By following this methodology, you can reduce unnecessary costs resulting from:
- Time spent implementing the 70% of changes that won’t have a positive impact
- Time speculating about the impact of changes
- Lost revenue as the result of poorly made decisions
- Time in researching “why something could be better” instead just putting it to the test
How to kill Frank
As mentioned, we need to move from a culture of “This is my idea, let’s do it”, to “I have a theory that I think would be worth testing”. But the specifics of each idea will determine how it will need to be tested. For example, if it’s a change to your website or online advertising messaging, it’s easy. Set up an Optimizely experiment or upload the 2 ad text variations to test against each other and analyse the results.
But for something more complicated like “Should we move to agile project management methodology?”, you’ll need to get more creative. The methodology for testing something like this could include getting half of your team to trial agile and the other half to continue with the current methodology. Or, you could try one week on, one week off for a few months. Keep in mind you can only test what you can measure. Make sure whatever you’re testing, the key metrics are defined and are measurable.
Allow yourself to be wrong
Experimentation isn’t about egos, it’s about data. The only time you’re actually wrong in experimentation is when you implement something without testing it. Even though your hypothesis might be proven wrong, it means that you’re empowered with the right answer.
Use your experience and assumptions to guide experimentation
You might feel as though this article is telling you to throw everything you think you know out the window. Wrong. Your experience and your gut are essential for coming up with the right new tests. Listen to your intuition and then confirm it using the scientific method.
Killing Frank resolves arguments and lets you speak with authority
Ever been in a heated discussion about which approach to take? Killing Frank gives you a blanket statement to resolve disputes. “Let’s test it”. This statement prevents you from needing to stick your neck out on an idea and removes egos from the decision-making process. It also means that when you’re having a discussion, you don’t need to have all of the answers. You can feel comfortable enough to say “I don’t know yet, but this is my theory, and we’ll know for sure after we test it”.

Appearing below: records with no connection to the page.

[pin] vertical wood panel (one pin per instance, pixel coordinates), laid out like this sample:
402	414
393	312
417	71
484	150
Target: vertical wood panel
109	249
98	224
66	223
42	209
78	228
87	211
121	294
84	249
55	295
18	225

A culture of experimentation can positively influence culture by:
- Removing egos
- Resolving differences of opinion
- Making people feel safe to try new things
If you’re new to experimentation, your first step is to start looking at what you can test. Take notes on all of the differences of opinion, ideas, and theories that you have, and start to think about how you would go about testing them. Once you’ve identified that, get familiar with the scientific method, the tools you want to use, and start testing. Keeping a log of experimentations and learnings will be important for getting buy-in from stakeholders throughout your organisation. But start small, show everyone what experimentation has accomplished and work hard to preach the gospel of experimentation. Before you know it, the Franks will be gone, or at least they’ll be converted to your way of thinking.
But most of all, never stop looking for the Frank in yourself because from time to time we all unknowingly let him out. When you see him, put him back in his place with the rest of the Franks.